#1886

Tanim wonders, chasing the fleeting shadow down the long hallway, if Daren even knows where he’s going. The asylum is a multi-floored compound of brightly lit hallways that to the unfamiliar eye all look the same. Can Daren have any idea where the front doors are, when patients are kept shut away so deep within the maze? And even if he does still remember the way out, how will he get past the locked doors on each level and the employees who guard them? Surely he knows escape is impossible. Mad Daren might be, but he isn’t stupid.

Rounding a corner just as Daren flies through an unlocked door and into the stairwell beyond, Tanim stumbles to a stop and stands gasping for breath. He never imagined Daren could run so fast; though then again, he’s never had cause to chase after him, at least not literally. He gives himself a few seconds to catch his breath and check for security guards – none are following as of yet – then resumes the chase. Up two flights of stairs, back into an identical hallway, through countless turns and turnarounds he follows Daren, who remains always a dark figure vanishing around a far corner.

Finally, Tanim turns and finds himself facing a dead-end hallway just as one of its doors slams shut. Straining to calm his racing heart and aching lungs, he begins checking the handles of each door. Most are locked; given the burned out fluorescent bulb in the ceiling, this particular section of the asylum seems to be rarely in use. The doors on the right side of the hall are all locked. On the left side, Tanim meets locked door after locked door until he is almost to the end. The second-to-last handle moves under his hand and he hesitates, certain Daren is inside but uncertain of what the man might do when cornered.

Tanim pulls the door open slowly, expecting perhaps for Daren to rush him and continue his unpredictable flight, but nothing happens. The smell of blood hits him instead, and he pushes the door open wider to let in the hallway’s feeble light. It falls over Daren where he kneels in the shadows, glistening as it strikes the blood coating the man’s face and trickling in a steady waterfall down his neck, shoulder, and chest. In his hands he grips an open pair of scissors, their blades covered in blood; it is these, it seems, which he has used to make the oozing lacerations which crisscross his shaved head.

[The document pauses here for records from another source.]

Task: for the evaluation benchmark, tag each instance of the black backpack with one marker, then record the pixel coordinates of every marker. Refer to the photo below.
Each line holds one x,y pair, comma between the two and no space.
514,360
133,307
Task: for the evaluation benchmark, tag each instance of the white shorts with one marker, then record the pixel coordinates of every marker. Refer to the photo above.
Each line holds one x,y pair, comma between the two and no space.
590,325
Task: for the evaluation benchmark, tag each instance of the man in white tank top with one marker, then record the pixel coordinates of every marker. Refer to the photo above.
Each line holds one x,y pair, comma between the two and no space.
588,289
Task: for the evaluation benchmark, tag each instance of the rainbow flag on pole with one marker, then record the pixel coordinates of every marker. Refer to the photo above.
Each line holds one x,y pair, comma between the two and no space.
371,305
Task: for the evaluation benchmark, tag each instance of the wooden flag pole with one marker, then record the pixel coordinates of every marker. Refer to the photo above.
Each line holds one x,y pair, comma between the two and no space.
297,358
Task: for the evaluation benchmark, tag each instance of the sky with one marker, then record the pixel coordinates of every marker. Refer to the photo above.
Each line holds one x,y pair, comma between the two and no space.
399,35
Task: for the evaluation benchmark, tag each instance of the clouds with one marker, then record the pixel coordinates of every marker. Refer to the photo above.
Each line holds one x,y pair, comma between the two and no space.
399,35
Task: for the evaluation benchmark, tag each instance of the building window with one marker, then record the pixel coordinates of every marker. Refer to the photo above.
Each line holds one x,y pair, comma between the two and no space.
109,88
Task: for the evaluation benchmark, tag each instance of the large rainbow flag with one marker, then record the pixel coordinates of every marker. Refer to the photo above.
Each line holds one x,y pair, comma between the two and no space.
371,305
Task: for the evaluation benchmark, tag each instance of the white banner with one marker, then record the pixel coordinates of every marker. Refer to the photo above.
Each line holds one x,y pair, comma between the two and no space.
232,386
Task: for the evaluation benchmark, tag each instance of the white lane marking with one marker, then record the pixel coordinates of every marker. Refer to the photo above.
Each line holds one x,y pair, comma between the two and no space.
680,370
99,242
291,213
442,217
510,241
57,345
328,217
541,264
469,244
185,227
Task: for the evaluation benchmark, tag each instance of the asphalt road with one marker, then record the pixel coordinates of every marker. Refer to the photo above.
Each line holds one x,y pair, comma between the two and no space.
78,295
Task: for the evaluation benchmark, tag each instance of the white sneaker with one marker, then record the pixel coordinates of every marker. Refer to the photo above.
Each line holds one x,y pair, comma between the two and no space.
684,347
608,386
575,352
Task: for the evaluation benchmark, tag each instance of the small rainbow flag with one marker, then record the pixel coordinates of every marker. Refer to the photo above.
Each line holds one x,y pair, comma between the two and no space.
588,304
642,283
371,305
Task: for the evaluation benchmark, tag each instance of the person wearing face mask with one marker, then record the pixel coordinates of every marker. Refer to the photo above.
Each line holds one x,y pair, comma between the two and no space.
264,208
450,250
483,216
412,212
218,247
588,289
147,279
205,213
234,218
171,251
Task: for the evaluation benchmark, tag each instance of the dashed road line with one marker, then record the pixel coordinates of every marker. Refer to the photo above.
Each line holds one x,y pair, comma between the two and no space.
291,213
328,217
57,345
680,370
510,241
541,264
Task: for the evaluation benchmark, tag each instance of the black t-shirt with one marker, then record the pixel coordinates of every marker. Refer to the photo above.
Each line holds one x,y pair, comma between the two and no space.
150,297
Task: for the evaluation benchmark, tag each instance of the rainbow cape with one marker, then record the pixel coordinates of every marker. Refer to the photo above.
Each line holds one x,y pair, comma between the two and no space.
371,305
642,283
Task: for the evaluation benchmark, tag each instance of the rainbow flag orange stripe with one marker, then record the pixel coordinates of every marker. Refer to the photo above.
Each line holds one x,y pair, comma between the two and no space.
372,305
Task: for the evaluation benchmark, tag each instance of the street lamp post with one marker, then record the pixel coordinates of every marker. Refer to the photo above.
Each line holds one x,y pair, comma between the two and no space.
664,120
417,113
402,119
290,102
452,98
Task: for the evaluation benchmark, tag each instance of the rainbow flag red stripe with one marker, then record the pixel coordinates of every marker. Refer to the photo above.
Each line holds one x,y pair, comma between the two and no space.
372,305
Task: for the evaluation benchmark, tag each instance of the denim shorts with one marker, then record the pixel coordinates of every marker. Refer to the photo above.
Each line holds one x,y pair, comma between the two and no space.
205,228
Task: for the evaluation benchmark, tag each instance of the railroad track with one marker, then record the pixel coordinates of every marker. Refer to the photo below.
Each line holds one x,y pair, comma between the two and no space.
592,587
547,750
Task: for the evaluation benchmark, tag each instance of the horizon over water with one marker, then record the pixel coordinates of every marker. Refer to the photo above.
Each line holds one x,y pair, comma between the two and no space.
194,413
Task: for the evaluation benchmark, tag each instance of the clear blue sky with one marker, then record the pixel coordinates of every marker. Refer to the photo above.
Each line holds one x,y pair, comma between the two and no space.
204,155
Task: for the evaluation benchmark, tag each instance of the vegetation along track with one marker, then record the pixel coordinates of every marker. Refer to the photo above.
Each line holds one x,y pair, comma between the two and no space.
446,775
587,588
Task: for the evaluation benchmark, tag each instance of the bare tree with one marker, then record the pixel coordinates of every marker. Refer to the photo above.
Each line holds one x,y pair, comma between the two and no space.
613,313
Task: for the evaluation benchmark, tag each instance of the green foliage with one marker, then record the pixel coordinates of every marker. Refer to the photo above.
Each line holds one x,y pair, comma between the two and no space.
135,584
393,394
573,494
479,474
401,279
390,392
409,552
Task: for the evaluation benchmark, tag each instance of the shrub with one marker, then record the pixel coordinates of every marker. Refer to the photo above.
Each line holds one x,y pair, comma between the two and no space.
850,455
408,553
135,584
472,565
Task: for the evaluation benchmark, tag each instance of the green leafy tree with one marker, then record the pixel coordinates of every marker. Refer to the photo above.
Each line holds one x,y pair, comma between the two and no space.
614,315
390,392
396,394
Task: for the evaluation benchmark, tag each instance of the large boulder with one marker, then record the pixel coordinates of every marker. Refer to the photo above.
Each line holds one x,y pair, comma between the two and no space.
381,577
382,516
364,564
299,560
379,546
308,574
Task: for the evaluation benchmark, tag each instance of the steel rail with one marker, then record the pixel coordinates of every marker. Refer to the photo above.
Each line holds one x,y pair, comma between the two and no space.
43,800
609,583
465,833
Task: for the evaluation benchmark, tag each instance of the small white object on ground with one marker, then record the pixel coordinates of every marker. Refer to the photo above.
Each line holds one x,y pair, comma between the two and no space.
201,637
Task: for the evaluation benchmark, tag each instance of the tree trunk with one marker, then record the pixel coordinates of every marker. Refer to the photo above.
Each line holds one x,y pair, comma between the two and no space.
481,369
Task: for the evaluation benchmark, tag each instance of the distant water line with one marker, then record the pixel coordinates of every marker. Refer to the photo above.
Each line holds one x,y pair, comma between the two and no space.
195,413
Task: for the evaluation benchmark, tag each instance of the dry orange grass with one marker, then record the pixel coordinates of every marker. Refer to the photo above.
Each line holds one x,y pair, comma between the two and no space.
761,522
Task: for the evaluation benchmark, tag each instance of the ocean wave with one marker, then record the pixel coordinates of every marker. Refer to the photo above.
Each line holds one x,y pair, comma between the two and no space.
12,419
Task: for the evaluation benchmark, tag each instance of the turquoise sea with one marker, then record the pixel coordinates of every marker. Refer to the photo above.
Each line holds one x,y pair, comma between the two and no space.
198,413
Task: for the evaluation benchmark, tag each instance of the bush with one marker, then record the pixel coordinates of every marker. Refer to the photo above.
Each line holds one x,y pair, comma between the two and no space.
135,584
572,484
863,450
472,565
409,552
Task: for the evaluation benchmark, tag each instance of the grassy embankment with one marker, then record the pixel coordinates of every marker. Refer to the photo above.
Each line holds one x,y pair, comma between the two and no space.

“I was trying to fix it,” Daren explains, his voice and eyes eerily calm. Tanim tries to speak but finds he has no words. Instead, he kneels down and gently lays his hands over Daren’s bloody fingers to extricate the scissors.

#1885

Lie to me. Say you love me; say you’ll stay. You are a beautiful liar. Lying is an art you have elevated and perfected, and to watch you in action is to listen to the greatest symphony ever written. I have lived all my life among the wealthiest, the most powerful, the most talented and privileged – and yet I have never seen a single person who has mastered their art to such a degree as you. Every lie you offer me is a gift more precious than anything I could give in return. Tell me you forgive me, darling, for being so disappointingly inferior to you. That can be your greatest lie yet.

#1884

To be honest, I, too, am an unreliable narrator. Not that the scribe lies, per se; but her truths are the truths of her subjects. I tell you what I am told. What I am not told, I do not tell. What falsehoods I suspect remain my own and are never uttered. It is not my place to make suppositions, to theorize, to bury certain claims or drag others into the light. We all have our own truths, our own realities; why should my subjects be less worthy in the keeping of theirs than anyone else? Besides, all good stories contain a certain amount of distortion. Where fact may slide into fiction is up to the reader to decide – and every reader has their own truths as well.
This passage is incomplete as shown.